If the Canadian government wants this month’s Winter Olympics to go off without a hitch, it may have to pay up big.
Fortress Investment Group, which owns the British Columbia ski resort where the games’ alpine events are scheduled to take place, is demanding about US$90 million from the Canadian government, the New York Post reports. If it does not get paid, the alternative investments giant is threatening to begin legal proceedings which threaten to disrupt the Olympics, which are to begin on Feb. 12 in Vancouver.
Fortress says Ottawa promised to make it whole before the Olympics, according to the Post. The Whistler Blackcomb resort is owned by Intrawest, which Fortress bought in a leveraged buyout four years ago. Intrawest is in default on more than US$500 million in debt.
That fact also casts a shadow over the games, with Intrawest’s creditors threatening to begin auctioning off the company’s assets, including Whistler Blackcomb, on Feb. 19, smack dab in the middle of the Olympics.

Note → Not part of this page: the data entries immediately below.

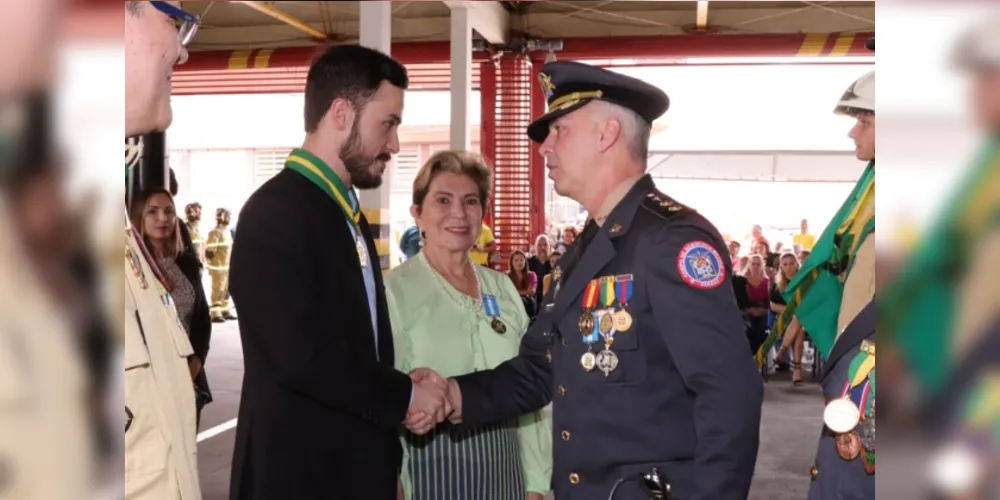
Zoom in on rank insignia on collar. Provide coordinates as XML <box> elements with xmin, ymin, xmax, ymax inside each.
<box><xmin>677</xmin><ymin>241</ymin><xmax>726</xmax><ymax>289</ymax></box>
<box><xmin>610</xmin><ymin>223</ymin><xmax>622</xmax><ymax>234</ymax></box>
<box><xmin>126</xmin><ymin>406</ymin><xmax>134</xmax><ymax>432</ymax></box>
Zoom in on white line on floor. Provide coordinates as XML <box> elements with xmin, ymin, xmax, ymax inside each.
<box><xmin>197</xmin><ymin>418</ymin><xmax>238</xmax><ymax>443</ymax></box>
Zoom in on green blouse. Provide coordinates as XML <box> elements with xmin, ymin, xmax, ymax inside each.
<box><xmin>385</xmin><ymin>255</ymin><xmax>552</xmax><ymax>497</ymax></box>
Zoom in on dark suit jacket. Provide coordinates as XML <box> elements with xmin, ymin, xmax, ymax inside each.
<box><xmin>228</xmin><ymin>169</ymin><xmax>412</xmax><ymax>500</ymax></box>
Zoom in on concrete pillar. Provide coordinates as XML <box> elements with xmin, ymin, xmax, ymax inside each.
<box><xmin>357</xmin><ymin>1</ymin><xmax>394</xmax><ymax>270</ymax></box>
<box><xmin>449</xmin><ymin>5</ymin><xmax>473</xmax><ymax>151</ymax></box>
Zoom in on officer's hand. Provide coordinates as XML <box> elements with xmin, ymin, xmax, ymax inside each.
<box><xmin>188</xmin><ymin>356</ymin><xmax>202</xmax><ymax>380</ymax></box>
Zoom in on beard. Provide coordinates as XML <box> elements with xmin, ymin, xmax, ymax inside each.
<box><xmin>339</xmin><ymin>118</ymin><xmax>392</xmax><ymax>190</ymax></box>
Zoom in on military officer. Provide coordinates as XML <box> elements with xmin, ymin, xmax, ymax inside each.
<box><xmin>185</xmin><ymin>202</ymin><xmax>205</xmax><ymax>265</ymax></box>
<box><xmin>414</xmin><ymin>61</ymin><xmax>763</xmax><ymax>500</ymax></box>
<box><xmin>806</xmin><ymin>38</ymin><xmax>876</xmax><ymax>499</ymax></box>
<box><xmin>124</xmin><ymin>2</ymin><xmax>202</xmax><ymax>499</ymax></box>
<box><xmin>205</xmin><ymin>207</ymin><xmax>236</xmax><ymax>322</ymax></box>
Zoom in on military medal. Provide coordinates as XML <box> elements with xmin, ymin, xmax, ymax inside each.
<box><xmin>598</xmin><ymin>311</ymin><xmax>614</xmax><ymax>335</ymax></box>
<box><xmin>356</xmin><ymin>237</ymin><xmax>369</xmax><ymax>268</ymax></box>
<box><xmin>596</xmin><ymin>345</ymin><xmax>619</xmax><ymax>376</ymax></box>
<box><xmin>859</xmin><ymin>417</ymin><xmax>875</xmax><ymax>452</ymax></box>
<box><xmin>579</xmin><ymin>280</ymin><xmax>600</xmax><ymax>336</ymax></box>
<box><xmin>824</xmin><ymin>397</ymin><xmax>861</xmax><ymax>434</ymax></box>
<box><xmin>598</xmin><ymin>276</ymin><xmax>616</xmax><ymax>334</ymax></box>
<box><xmin>483</xmin><ymin>294</ymin><xmax>506</xmax><ymax>334</ymax></box>
<box><xmin>579</xmin><ymin>280</ymin><xmax>601</xmax><ymax>371</ymax></box>
<box><xmin>836</xmin><ymin>431</ymin><xmax>862</xmax><ymax>461</ymax></box>
<box><xmin>613</xmin><ymin>274</ymin><xmax>634</xmax><ymax>332</ymax></box>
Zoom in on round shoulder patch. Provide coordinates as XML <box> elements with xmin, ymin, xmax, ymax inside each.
<box><xmin>677</xmin><ymin>241</ymin><xmax>727</xmax><ymax>289</ymax></box>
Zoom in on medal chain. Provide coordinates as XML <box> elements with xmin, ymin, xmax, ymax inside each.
<box><xmin>421</xmin><ymin>252</ymin><xmax>485</xmax><ymax>321</ymax></box>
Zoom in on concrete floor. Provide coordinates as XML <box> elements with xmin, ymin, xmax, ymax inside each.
<box><xmin>196</xmin><ymin>321</ymin><xmax>824</xmax><ymax>500</ymax></box>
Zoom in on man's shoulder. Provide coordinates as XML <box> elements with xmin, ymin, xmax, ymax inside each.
<box><xmin>634</xmin><ymin>188</ymin><xmax>718</xmax><ymax>237</ymax></box>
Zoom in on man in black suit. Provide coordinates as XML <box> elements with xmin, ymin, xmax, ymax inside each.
<box><xmin>228</xmin><ymin>45</ymin><xmax>449</xmax><ymax>500</ymax></box>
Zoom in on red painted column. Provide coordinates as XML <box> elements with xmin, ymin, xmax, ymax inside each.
<box><xmin>479</xmin><ymin>59</ymin><xmax>497</xmax><ymax>229</ymax></box>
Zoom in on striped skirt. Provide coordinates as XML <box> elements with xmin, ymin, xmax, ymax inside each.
<box><xmin>403</xmin><ymin>418</ymin><xmax>526</xmax><ymax>500</ymax></box>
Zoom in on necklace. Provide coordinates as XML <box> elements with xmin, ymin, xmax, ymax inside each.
<box><xmin>421</xmin><ymin>252</ymin><xmax>485</xmax><ymax>320</ymax></box>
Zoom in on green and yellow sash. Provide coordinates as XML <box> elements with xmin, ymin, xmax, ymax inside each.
<box><xmin>756</xmin><ymin>161</ymin><xmax>875</xmax><ymax>366</ymax></box>
<box><xmin>880</xmin><ymin>139</ymin><xmax>1000</xmax><ymax>395</ymax></box>
<box><xmin>284</xmin><ymin>148</ymin><xmax>361</xmax><ymax>230</ymax></box>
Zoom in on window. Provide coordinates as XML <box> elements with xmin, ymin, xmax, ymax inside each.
<box><xmin>253</xmin><ymin>148</ymin><xmax>293</xmax><ymax>189</ymax></box>
<box><xmin>391</xmin><ymin>147</ymin><xmax>421</xmax><ymax>195</ymax></box>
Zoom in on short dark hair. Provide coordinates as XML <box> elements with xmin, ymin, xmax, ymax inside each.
<box><xmin>304</xmin><ymin>45</ymin><xmax>409</xmax><ymax>133</ymax></box>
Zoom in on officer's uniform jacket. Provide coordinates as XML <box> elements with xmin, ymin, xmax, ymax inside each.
<box><xmin>125</xmin><ymin>217</ymin><xmax>202</xmax><ymax>499</ymax></box>
<box><xmin>808</xmin><ymin>302</ymin><xmax>875</xmax><ymax>500</ymax></box>
<box><xmin>456</xmin><ymin>175</ymin><xmax>763</xmax><ymax>500</ymax></box>
<box><xmin>0</xmin><ymin>205</ymin><xmax>92</xmax><ymax>499</ymax></box>
<box><xmin>809</xmin><ymin>235</ymin><xmax>876</xmax><ymax>500</ymax></box>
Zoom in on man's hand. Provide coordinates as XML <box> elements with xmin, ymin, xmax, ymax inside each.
<box><xmin>526</xmin><ymin>492</ymin><xmax>544</xmax><ymax>500</ymax></box>
<box><xmin>397</xmin><ymin>477</ymin><xmax>404</xmax><ymax>500</ymax></box>
<box><xmin>188</xmin><ymin>356</ymin><xmax>202</xmax><ymax>380</ymax></box>
<box><xmin>405</xmin><ymin>368</ymin><xmax>449</xmax><ymax>435</ymax></box>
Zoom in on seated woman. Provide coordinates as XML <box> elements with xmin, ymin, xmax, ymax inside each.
<box><xmin>507</xmin><ymin>250</ymin><xmax>538</xmax><ymax>317</ymax></box>
<box><xmin>129</xmin><ymin>188</ymin><xmax>213</xmax><ymax>427</ymax></box>
<box><xmin>385</xmin><ymin>150</ymin><xmax>551</xmax><ymax>500</ymax></box>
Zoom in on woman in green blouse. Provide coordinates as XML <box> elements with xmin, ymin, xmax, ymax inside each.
<box><xmin>385</xmin><ymin>150</ymin><xmax>552</xmax><ymax>500</ymax></box>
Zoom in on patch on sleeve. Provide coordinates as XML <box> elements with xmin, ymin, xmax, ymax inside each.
<box><xmin>677</xmin><ymin>241</ymin><xmax>726</xmax><ymax>289</ymax></box>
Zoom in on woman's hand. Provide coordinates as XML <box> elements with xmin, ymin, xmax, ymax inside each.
<box><xmin>188</xmin><ymin>356</ymin><xmax>202</xmax><ymax>380</ymax></box>
<box><xmin>526</xmin><ymin>492</ymin><xmax>545</xmax><ymax>500</ymax></box>
<box><xmin>397</xmin><ymin>477</ymin><xmax>405</xmax><ymax>500</ymax></box>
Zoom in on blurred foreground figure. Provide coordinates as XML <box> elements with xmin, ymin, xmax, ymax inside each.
<box><xmin>0</xmin><ymin>96</ymin><xmax>105</xmax><ymax>499</ymax></box>
<box><xmin>124</xmin><ymin>2</ymin><xmax>202</xmax><ymax>499</ymax></box>
<box><xmin>882</xmin><ymin>15</ymin><xmax>1000</xmax><ymax>498</ymax></box>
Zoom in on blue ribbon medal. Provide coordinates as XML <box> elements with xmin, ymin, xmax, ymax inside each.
<box><xmin>483</xmin><ymin>294</ymin><xmax>506</xmax><ymax>334</ymax></box>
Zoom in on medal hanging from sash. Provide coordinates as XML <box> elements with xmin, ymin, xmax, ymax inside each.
<box><xmin>579</xmin><ymin>280</ymin><xmax>600</xmax><ymax>371</ymax></box>
<box><xmin>483</xmin><ymin>294</ymin><xmax>506</xmax><ymax>334</ymax></box>
<box><xmin>613</xmin><ymin>274</ymin><xmax>634</xmax><ymax>332</ymax></box>
<box><xmin>284</xmin><ymin>150</ymin><xmax>369</xmax><ymax>268</ymax></box>
<box><xmin>823</xmin><ymin>340</ymin><xmax>875</xmax><ymax>468</ymax></box>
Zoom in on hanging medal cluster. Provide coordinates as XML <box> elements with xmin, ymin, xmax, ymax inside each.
<box><xmin>823</xmin><ymin>339</ymin><xmax>876</xmax><ymax>473</ymax></box>
<box><xmin>578</xmin><ymin>274</ymin><xmax>634</xmax><ymax>376</ymax></box>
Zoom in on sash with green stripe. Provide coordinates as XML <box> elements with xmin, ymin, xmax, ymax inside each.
<box><xmin>755</xmin><ymin>161</ymin><xmax>875</xmax><ymax>366</ymax></box>
<box><xmin>283</xmin><ymin>148</ymin><xmax>362</xmax><ymax>231</ymax></box>
<box><xmin>880</xmin><ymin>138</ymin><xmax>1000</xmax><ymax>395</ymax></box>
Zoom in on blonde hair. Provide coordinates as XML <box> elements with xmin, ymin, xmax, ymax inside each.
<box><xmin>412</xmin><ymin>150</ymin><xmax>492</xmax><ymax>213</ymax></box>
<box><xmin>129</xmin><ymin>189</ymin><xmax>185</xmax><ymax>259</ymax></box>
<box><xmin>746</xmin><ymin>254</ymin><xmax>766</xmax><ymax>278</ymax></box>
<box><xmin>776</xmin><ymin>252</ymin><xmax>800</xmax><ymax>292</ymax></box>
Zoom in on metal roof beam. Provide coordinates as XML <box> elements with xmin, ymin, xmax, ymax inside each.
<box><xmin>443</xmin><ymin>1</ymin><xmax>510</xmax><ymax>44</ymax></box>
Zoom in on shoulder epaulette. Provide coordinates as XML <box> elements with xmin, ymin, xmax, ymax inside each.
<box><xmin>640</xmin><ymin>189</ymin><xmax>696</xmax><ymax>220</ymax></box>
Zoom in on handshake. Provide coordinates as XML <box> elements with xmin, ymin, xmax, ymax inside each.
<box><xmin>404</xmin><ymin>368</ymin><xmax>462</xmax><ymax>435</ymax></box>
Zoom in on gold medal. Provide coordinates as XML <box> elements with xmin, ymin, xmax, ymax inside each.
<box><xmin>578</xmin><ymin>312</ymin><xmax>595</xmax><ymax>334</ymax></box>
<box><xmin>490</xmin><ymin>317</ymin><xmax>507</xmax><ymax>334</ymax></box>
<box><xmin>613</xmin><ymin>308</ymin><xmax>633</xmax><ymax>332</ymax></box>
<box><xmin>836</xmin><ymin>431</ymin><xmax>862</xmax><ymax>461</ymax></box>
<box><xmin>596</xmin><ymin>347</ymin><xmax>619</xmax><ymax>376</ymax></box>
<box><xmin>580</xmin><ymin>351</ymin><xmax>597</xmax><ymax>371</ymax></box>
<box><xmin>356</xmin><ymin>238</ymin><xmax>369</xmax><ymax>268</ymax></box>
<box><xmin>598</xmin><ymin>310</ymin><xmax>614</xmax><ymax>334</ymax></box>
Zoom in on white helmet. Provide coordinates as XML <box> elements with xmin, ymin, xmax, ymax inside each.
<box><xmin>834</xmin><ymin>70</ymin><xmax>875</xmax><ymax>117</ymax></box>
<box><xmin>952</xmin><ymin>14</ymin><xmax>1000</xmax><ymax>69</ymax></box>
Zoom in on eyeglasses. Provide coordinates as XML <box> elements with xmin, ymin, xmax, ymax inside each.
<box><xmin>150</xmin><ymin>1</ymin><xmax>201</xmax><ymax>47</ymax></box>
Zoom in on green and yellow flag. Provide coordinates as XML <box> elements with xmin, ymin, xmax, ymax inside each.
<box><xmin>756</xmin><ymin>161</ymin><xmax>875</xmax><ymax>366</ymax></box>
<box><xmin>880</xmin><ymin>139</ymin><xmax>1000</xmax><ymax>395</ymax></box>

But Fortress is reportedly offering a cash payment to Intrawest’s lenders—though less than the US$524 million it owes—and higher interest rates in exchange for two years to solve Intrawest’s problems.
Even though the lenders are likely to make more by selling off Intrawest’s assets, which include Stratton Mountain Resort in Vermont and the Village at Squaw Valley in California, the Post reports that a deal is likely to be struck allowing Fortress to retain control of Intrawest.